Das geordnete Durcheinander bringt immer neue experimentelle Stilrichtungen hervor: Pastel Goth, Health Goth, Kommerz Goth, Plüsch Goth, Schickimicki Goth, Fairy Goth, Fetish Goth, Hippie Goth – die Spielarten sind unendlich. Richtige Subszenen sind das aber nicht, sondern lediglich aufflammende Hashtags in sozialen Medien.

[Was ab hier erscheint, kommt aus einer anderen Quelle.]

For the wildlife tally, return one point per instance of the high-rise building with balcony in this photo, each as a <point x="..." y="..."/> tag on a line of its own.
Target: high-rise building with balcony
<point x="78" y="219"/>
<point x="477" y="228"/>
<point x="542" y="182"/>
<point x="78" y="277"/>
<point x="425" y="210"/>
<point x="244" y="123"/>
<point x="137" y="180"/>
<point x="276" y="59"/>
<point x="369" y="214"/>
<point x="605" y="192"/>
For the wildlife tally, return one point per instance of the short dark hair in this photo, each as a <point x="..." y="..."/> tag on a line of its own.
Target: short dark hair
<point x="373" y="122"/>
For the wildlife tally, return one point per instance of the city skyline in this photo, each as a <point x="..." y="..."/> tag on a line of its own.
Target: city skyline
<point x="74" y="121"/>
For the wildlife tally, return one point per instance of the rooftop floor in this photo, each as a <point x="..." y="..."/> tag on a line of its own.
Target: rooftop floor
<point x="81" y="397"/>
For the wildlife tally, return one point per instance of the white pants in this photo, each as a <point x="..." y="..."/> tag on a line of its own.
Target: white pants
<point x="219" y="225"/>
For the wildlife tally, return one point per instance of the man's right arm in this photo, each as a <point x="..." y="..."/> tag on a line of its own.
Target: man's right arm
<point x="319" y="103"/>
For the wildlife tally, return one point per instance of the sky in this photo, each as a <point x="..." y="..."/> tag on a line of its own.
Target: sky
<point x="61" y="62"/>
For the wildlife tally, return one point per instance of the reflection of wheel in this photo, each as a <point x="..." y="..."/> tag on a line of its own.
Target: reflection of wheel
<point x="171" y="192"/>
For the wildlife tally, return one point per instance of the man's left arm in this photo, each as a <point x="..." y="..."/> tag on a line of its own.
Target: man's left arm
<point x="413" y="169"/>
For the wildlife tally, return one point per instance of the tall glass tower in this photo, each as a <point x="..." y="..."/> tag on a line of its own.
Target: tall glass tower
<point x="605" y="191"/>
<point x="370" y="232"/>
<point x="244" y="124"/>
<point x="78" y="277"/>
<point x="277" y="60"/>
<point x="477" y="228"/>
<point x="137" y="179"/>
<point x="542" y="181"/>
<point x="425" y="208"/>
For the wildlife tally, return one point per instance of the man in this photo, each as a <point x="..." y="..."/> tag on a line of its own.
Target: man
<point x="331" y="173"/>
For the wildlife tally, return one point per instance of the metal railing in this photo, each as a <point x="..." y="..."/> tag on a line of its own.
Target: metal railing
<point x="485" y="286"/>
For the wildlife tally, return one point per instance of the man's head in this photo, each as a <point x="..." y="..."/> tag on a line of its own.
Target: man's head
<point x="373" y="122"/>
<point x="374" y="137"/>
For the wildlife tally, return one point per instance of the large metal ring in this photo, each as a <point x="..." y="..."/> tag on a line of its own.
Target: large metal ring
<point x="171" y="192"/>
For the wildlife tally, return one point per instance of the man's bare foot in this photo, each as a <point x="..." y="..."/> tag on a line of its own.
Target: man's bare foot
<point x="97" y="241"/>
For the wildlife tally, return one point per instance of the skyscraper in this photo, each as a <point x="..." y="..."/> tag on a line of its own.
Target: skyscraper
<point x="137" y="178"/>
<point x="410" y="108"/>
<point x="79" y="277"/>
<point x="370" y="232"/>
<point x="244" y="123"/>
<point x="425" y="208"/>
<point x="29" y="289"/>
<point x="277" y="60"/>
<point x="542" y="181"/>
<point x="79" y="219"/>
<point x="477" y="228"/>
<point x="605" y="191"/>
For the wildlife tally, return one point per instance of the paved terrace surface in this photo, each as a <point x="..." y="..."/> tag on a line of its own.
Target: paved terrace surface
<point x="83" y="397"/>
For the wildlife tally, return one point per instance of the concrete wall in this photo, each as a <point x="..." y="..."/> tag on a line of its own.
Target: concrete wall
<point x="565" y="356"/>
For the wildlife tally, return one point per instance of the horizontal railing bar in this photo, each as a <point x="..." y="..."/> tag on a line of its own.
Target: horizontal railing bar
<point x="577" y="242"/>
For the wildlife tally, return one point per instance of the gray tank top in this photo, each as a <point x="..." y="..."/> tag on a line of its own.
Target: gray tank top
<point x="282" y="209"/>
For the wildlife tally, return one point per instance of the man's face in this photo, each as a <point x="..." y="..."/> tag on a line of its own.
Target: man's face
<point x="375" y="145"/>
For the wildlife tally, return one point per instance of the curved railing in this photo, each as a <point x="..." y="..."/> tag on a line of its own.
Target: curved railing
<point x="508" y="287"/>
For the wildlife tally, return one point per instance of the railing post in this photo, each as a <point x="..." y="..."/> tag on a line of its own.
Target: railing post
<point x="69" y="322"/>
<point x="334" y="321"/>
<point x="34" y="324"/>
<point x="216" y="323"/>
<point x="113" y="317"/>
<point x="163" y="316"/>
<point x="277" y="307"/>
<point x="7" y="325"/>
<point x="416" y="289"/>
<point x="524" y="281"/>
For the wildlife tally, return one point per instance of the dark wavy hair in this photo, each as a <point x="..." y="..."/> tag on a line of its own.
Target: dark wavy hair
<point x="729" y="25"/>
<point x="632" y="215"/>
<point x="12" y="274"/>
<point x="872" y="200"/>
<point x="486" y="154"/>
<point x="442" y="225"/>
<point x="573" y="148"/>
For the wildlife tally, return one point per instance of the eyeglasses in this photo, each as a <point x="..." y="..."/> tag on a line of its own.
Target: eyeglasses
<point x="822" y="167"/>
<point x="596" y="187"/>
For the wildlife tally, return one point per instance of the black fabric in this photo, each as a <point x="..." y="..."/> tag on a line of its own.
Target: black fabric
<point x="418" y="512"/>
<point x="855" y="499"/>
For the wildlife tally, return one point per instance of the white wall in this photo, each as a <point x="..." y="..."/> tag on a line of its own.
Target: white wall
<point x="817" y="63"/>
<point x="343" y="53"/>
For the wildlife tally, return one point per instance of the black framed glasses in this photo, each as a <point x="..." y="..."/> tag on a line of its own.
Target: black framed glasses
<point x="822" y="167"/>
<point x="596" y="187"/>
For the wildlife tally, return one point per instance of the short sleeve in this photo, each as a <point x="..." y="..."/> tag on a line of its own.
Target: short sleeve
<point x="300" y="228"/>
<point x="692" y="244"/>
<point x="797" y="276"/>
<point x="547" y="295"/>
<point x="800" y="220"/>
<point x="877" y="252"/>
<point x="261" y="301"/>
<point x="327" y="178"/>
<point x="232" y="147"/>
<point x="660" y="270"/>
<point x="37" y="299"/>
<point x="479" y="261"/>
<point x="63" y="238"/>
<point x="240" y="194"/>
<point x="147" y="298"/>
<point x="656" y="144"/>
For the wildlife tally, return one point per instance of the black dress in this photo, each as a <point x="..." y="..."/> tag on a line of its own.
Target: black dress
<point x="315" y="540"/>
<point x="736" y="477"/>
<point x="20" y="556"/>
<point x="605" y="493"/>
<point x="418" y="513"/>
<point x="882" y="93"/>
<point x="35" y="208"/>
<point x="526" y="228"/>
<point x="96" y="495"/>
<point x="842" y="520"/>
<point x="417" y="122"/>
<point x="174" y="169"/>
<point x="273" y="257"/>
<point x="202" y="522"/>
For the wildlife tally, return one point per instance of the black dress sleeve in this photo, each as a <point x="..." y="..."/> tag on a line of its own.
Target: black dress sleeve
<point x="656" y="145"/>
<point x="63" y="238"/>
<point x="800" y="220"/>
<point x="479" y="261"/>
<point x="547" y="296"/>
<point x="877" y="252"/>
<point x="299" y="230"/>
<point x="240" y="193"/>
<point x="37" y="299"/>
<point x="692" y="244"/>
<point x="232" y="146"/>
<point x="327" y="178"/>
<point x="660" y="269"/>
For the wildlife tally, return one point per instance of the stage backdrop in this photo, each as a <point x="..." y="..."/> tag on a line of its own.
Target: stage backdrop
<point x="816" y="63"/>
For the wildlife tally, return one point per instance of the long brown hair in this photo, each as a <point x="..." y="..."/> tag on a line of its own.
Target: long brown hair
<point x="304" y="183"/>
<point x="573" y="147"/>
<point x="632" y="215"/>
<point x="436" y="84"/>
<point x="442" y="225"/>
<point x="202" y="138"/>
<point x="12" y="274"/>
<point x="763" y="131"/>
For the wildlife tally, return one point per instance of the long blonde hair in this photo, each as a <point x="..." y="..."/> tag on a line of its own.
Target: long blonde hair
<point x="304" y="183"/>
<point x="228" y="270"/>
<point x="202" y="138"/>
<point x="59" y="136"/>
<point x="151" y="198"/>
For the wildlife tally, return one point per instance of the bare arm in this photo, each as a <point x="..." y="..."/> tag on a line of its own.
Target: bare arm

Fakt ist, dass durch die vielen Einflüsse in der Schwarzen Szene die Schubladen eigentlich alle hinfällig sind. Es gibt noch einzelne Exemplare der definierten Gruppen, aber im Großen und Ganzen mischen sich Kleidungsstile, Musikrichtungen, Accessoires, Make-up und Frisuren wild durcheinander.
Mittelalter Goth
Wann die seltsame Symbiose von Gothic und Mittelalter passiert ist, weiß keiner so genau. Fakt ist, dass es inzwischen einige musikalische Gemeinsamkeiten dieser beiden Gruppen gibt. Außerdem lieben Gothics Mittelaltermärkte und integrieren sie sogar auf ihren Festivals. Auf dem größten Festival der Schwarzen Szene, dem Wave Gotik Treffen in Leipzig, ist das Heidnische Dorf ein beliebter Treffpunkt. Viele Gothic bewegen sich in beiden Szenen und legen für Larps und Lager ihre schwarzen Klamotten ab, um in Sack und Leinen zu schlüpfen. Musikalisch trifft man sich auf Konzerten von Subway to Sally, Tanzwut, Schandmaul oder in Extremo.
Asiatische Einflüsse
Gothic Lolita, Visual Kei, Cosplay: Die asiatischen Einflüsse auf die Schwarze Szene sind unübersehbar. Dabei haben die genannten Gruppierungen rein gar nichts mit den Ursprüngen der Gothic Szene zu tun. Die Gothic Lolita, die ein braves, düster gekleidetes Mädchen darstellt, ist eigentlich aus Protest gegen die freizügige Kultur der Gyaru in Japan entstanden. Visual Kei feiert die JPop- und JRock-Szene. Die Anhänger dieser japanischen Subkultur eifern optisch den Musikern dieser Musikstile nach. Cosplay bedeutet, dass man sich so kleidet und schminkt wie eine Manga- oder Comicfigur. Obwohl das alles nichts mit Gothic zu tun hat, haben die asiatischen Jugendkulturen einen optischen Einfluss auf die junge Generation der Schwarzen Szene.
Gothic Trends
Es gibt fast jeden Tag neue Gothic Trends, die über die Medien und die sozialen Kanäle ausgerufen und ganz schnell wieder vergessen werden. Der Health Goth, der Plüsch Goth, der Pastell Goth, der Geek Goth, der Ferry Goth: Der Fantasie sind bei der Namensgebung keine Grenzen gesetzt. Die meisten Trend-Bezeichnungen leiten sich vom Mix aus einer düsteren Basis und irgendeinem anderen Attribut ab. In Wirklichkeit gibt es aber keinen Vampire Goth, keinen Fetisch Goth, keinen Kommerz Goth und auch keinen Hippie Goth. Innerhalb der Gothic Szene sind die Bezeichnungen nur dann in Gebrauch, wenn man lästert. Und das tut man ziemlich oft – online und offline.
Waver
Toupiertes Wuschelhaar, schwarzes Kajal, roter Lippenstift, weite Klamotten und Pikes: Die Waver sehen aus wie Robert Smith und Siouxsie Sioux zu ihren besten Zeiten. Sie tragen Rosenkränze als Ketten, viele Armreifen und fühlen sich in Pluderhosen und weiten Hemden am wohlsten. Wenn es kalt wird, greift der Waver zum Blazer, der wahlweise mit Band-Buttons verziert ist. Frisurentechnisch ist Vieles möglich: gekrepptes Haar, Turm, Teller, Iro. Auch, wenn die Waver zu den Oldschool-Gothics gehören, sind sie nicht immer nur in Schwarz gekleidet. Robert Smith hatte in den 80ern auch hin und wieder bunte Hemden oder solche mit auffälligem Muster an. Waver greifen das gerne auf.